LAS VEGAS— From Saturday's Globe and Mail

Three weeks ago, in this same place, a very different scene.

Then, there was no missing the fact that the most anticipated boxing match in many moons was taking place at the MGM Grand, that Oscar De La Hoya and Floyd Mayweather Jr. were in town.

The fighters arrived to great ceremony a few days before the bout, a huge media centre was set up to house the cameras and scribes, the midweek news conference was long and glossy and filled the theatre that currently houses magician David Copperfield.

Soon enough the famous and the wealthy and the boxing "fancy" assembled in and around the casino, the table limits climbed to the stratosphere, the air began to buzz with anticipation as has been the ritual for decades.

That's what a Big Fight has always looked like.

And perhaps this is what a Big Fight looks like now.

The massive casino/hotel/convention-centre complex is packed full of people with perfect, pearly white teeth, testament to a cosmetic-dentistry convention that, until late Thursday night, seemed to fill every available public space.

Just finding the news conference for UFC 71, an event that in many ways feels like the big coming-out party for mixed martial arts, requires a road map — or at least following the trail of muscle-bound guys with cauliflower ears wearing T-shirts with "Tap Out" lettered on the front.

In a faraway corner of the conference centre, the press contingent is small and the Old Media are hardly represented at all.

But that's deceiving, as are so many other comparisons between the one-off that was De La Hoya-Mayweather, widely regarded even by the faithful as a glamorous last gasp from a sport in its decline, and what's to take place here Saturday night.

When Dana White steps to the mike, the shaved-headed, tight-T-shirted, occasionally profane president of the Ultimate Fighting Championship, he has two magazines in hand: Sports Illustrated, the measure of mainstream tastes in North America, and ESPN The Magazine, its more hip competitor.

On the cover of both right now: the UFC.

"One day, I knew we'd be in magazines like this," he says. "But I never dreamed that we'd be on the cover."

Sitting behind him are the combatants in the main event: Chuck (The Iceman) Liddell, whom White calls the greatest MMA fighter in history (he wears his hair in a modest Mohawk, showing off the tattoos on his scalp), and Quinton (Rampage) Jackson, one of only three men to have beaten Liddell and the only person in the room wearing a suit.

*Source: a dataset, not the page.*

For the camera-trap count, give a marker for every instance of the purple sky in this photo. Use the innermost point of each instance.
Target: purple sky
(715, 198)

Jackson has an enormous head and a mouth full of bejewelled teeth (wonder what the cosmetic dentists would make of that?)

Saturday night, they will meet for five five-minute rounds or less in an octagonal cage, trying to beat each other using skills drawn from boxing, wrestling, and the oriental martial arts.

Chances are that it will be action-packed, it will be bloody, and that it will delight a sold-out house in the MGM Grand Garden Arena, and a massive pay-per-view audience.

During the buildup to De La Hoya-Mayweather, UFC was the elephant in the room, the upstart, the usurper, the threat.

It was even mentioned during the HBO broadcast, dismissed by the elder members of the boxing crowd, quietly embraced by some of the younger, written off by Mayweather himself as "a fad."

Now, the MMA crowd has centre stage, knowing that while that fight did an astounding 2.15 million pay-per-view buys, Mayweather's technical, artistic triumph (a "fight fan's fight," boxing people said, the full appreciation of which requires a knowledge of and history with the sport) was largely lost on the UFC's core audience, raised on video games and demanding action.

Behind the muscle-beach trappings there are some savvy sports marketing minds at work here.

These guys know what they're selling, they understand their consumers, and most tellingly, they realize how boxing's incompetence, its cutthroat competition among promoters, its maze of weight classes and champions and sanctioning bodies, gives their single corporate entity an enormous advantage.

"The [De La Hoya-Mayweather] fight sucked," White says.

"I fell asleep twice," Jackson chimes in.

They sense weakness, they are emboldened, and now they think they're going in for the kill.